New Appeal Made for Carew Daughter : Illness: Jesse Jackson visits hospital to pray with family, urge bone marrow donors to step forward.
The 18-year-old daughter of former baseball star Rod Carew was sleeping and didn’t hear the prayers of the Rev. Jesse Jackson outside her closed hospital door Sunday.
But the Carew family held hands and bowed their heads in prayer anyway for Michelle Carew, who is being treated for a potentially fatal form of leukemia at Children’s Hospital of Orange County.

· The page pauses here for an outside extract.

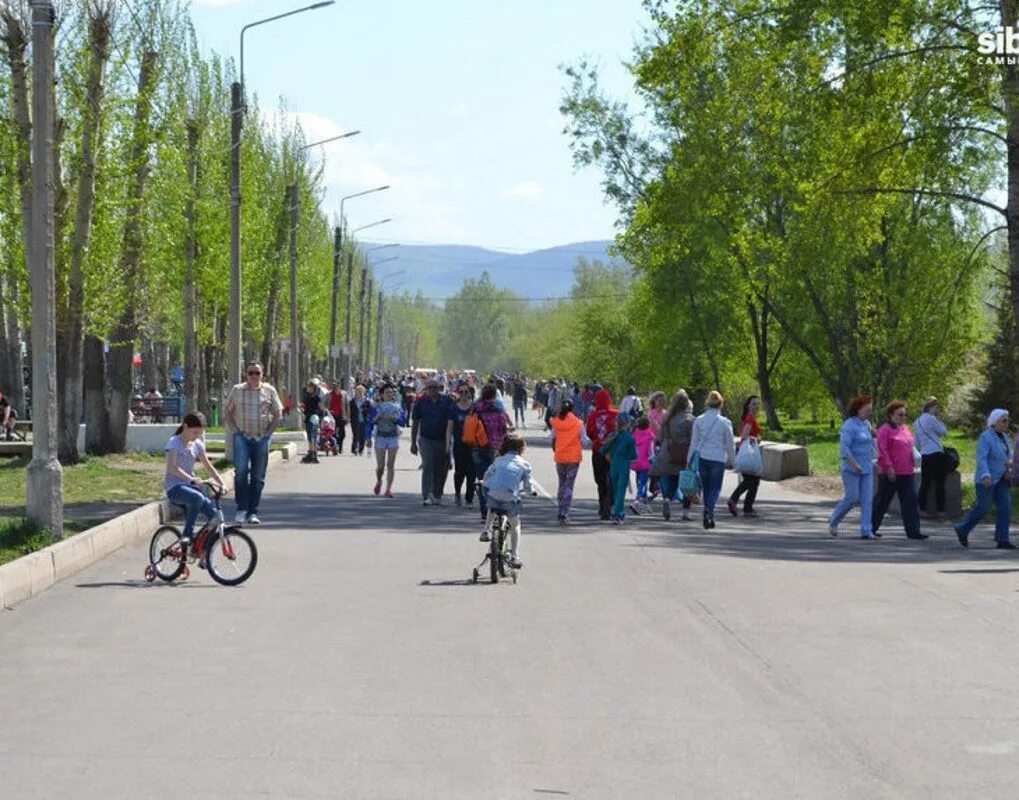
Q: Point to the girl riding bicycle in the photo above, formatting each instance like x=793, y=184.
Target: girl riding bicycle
x=502, y=483
x=182, y=451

Afterward, Jackson held a news conference to plead for potential bone marrow donors to step forward and possibly save the life of Michelle Carew or other cancer patients.
Jackson was joined by family members including Michelle’s mother, Marilynn Carew, who wept at his words. An old family friend, Jackson was on a business trip in Chicago when he heard about Michelle Carew’s plight on the TV news and came to be at her side.
But Michelle, who is hooked up to an oxygen machine and intravenous tubes, is in critical condition and doesn’t feel well enough to receive visitors.
“Make yourself available,” Jackson pleaded before TV news cameras. “For the life that you save today of your neighbor could . . . save your own child tomorrow. We’re all inextricably bound together in this human family. . . . All of our daughters and sons are here.”
Hall of Famer Rod Carew said he was buoyed by the presence of Jackson, president of the National Rainbow Coalition in Washington.
“When you know someone but don’t see them that often, and you get a call they’re ready to come and visit your children, it’s a great feeling,” he said.
The family is at Michelle’s side around the clock, sleeping in a trailer home outside the hospital. Carew and his wife spent their 25th wedding anniversary at their daughter’s side; they also celebrated her 18th birthday in the hospital. Michelle’s sisters, Charryse, 22, and Stephanie, 20, take turns reading aloud more than 450 letters sent to her by supporters.
“Sometimes we bug her,” Carew said with a small smile, “when she’d rather sleep.”
Jackson’s support, family members said, brings visibility to more than 2,000 cancer patients nationwide who are waiting for bone marrow matches.
Sunday, the Carew family attended a bone marrow testing drive at Elsa Farmer Market in Anaheim. The event was the third held in Michelle Carew’s name since she was hospitalized in September. So far, more than 700 people have stepped forward for testing.
Potential donors give two tablespoons of blood, which determines whether the person’s bone marrow is compatible with anyone awaiting a match (Information: [800] MARROW2).
More than 1.8 million potential donors are listed in the National Marrow Donor program, but none of them match the type needed by Michelle. She has only a 20% chance of finding a match. The survival rate for bone marrow transplant patients ranges from 30% to 60%.